What do Queen Victoria, Freddie Mercury and Beyoncé have in common? They all have links to the William and Judith Bollinger Gallery at the Victoria & Albert Museum in London. More on the luminaries in a moment. First news on the beloved jewelry gallery that first opened its doors to the public 10-years ago.
It has gone through a 3-month refurbishment. On April 11, 2019, it will be reopened and sparkling brighter than ever with 80 new treasures and all the special items that have made it so incredibly popular with tourists and Londoners alike. Over 4.2 million people have visited the V&A’s jewelry gallery that documents highlights of European and Western jewelry from Ancient Greece and Rome to contemporary creations.
The new jewel in the Victoria & Albert’s crown is an extraordinary coronet that was designed for Queen Victoria by Prince Albert in 1840, the year they were married. According to the V&A, Albert played a key role in “arranging Victoria’s jewels.” He based the design of the coronet set with diamonds and 11-sapphires in silver topped gold on the Saxon Rautenkranz, or circlet of rue, which runs diagonally across his coat of arms of Saxony. Young Victoria wore the jewel on the back of an up-do for her first sitting with Franz Xaver Winterhalter. The portrait became the inspiration for popular engravings shared across the nation.
The jewel was dramatically acquired for the museum after it nearly left England. Since the piece was part of Victoria’s personal collection and not a crown jewel, it passed down through her heirs and somehow ended up with a London dealer in 2016 who put it up for auction for $6.5-million and applied for an export license. There is a law in England that items considered to be national treasures cannot be removed from the country. Kelly Clarkson, of American Idol fame, ran into this issue after she bought a ring that once belonged to Jane Austen and tried to take it home to the United States. Queen Victoria’s coronet was saved for Britain by William & Judith and Douglas and James Bollinger who stepped in and purchased it as a gift to the Nation and the Commonwealth.

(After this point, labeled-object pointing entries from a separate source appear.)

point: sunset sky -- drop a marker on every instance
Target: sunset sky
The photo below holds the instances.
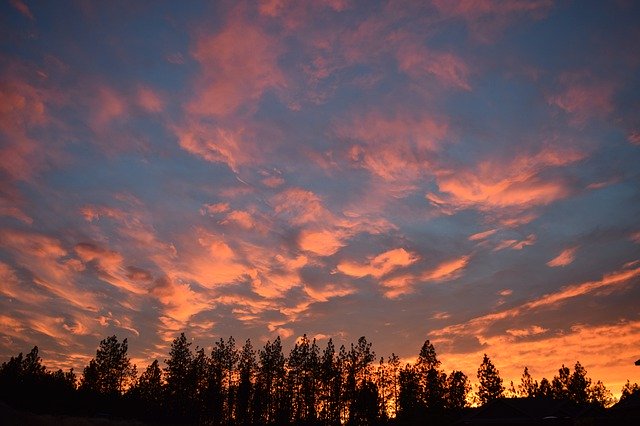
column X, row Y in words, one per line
column 463, row 171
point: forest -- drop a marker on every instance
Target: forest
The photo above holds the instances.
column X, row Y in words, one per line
column 239, row 385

Freddie Mercury’s sister Kashmira Bulsara has made a loan and promised gift to the V&A of 49 superb vanity cases and boxes from the Art Deco period in memory of her brother. The dreamy designs from masters including Cartier, Lacloche and Van Cleef & Arpels among others show the influence of China, Egypt, India and Persia on the French jewelry houses. Thinking of the pieces in the unexpected but perfectly fitting context of the flamboyant and singular Queen rock star also somehow adds a heighten level of artistry to the designs. A Kind of Magic: Art Deco Vanity Cases, a book reviewing the collection and the history of the designs and announcing its promised gift to the museum was published in February 2018 by Unicorn Press. The V&A describes the gift of the boxes as transformative to the Art Deco section of its presentation.
Additions and acquisitions of new items in the jewelry arts are and will continue to be regularly incorporated into the jewelry gallery. One donation that has received a lot of attention is Beyoncé’s Papillon ring designed by Glenn Spiro in 2014. It was given to Queen B by Jay Z who photographed her wearing the jewel.
There is a long history of butterflies in jewels. This one adds to the story through unique materials and a sort of mechanization. The green tsavorite and gem-set jewel has a elegant spring on the back that makes it possible to move the wings as if the insect was flying. The story of Beyoncé’s butterfly ring and Glen Spiro’s experience in jewelry is revealed in the video above from the V&A.
The V&A’s jewelry array not only includes important jewelry treasures, there are also great smaller designs. One of the most delightful new acquisitions is a little gold charm made by Cartier in 1975. The beloved character from English children’s books was donated to the museum by jewelry expert Clive Kandel in memory of James Doherty.
There are several events and ongoing programs to celebrate the refurbishment of the William and Judith Bollinger Gallery in London including an update on Jewels and Jewellery by Clare Phillips one of the jewelry curators. The new edition of book will have Queen Victoria’s coronet on the cover.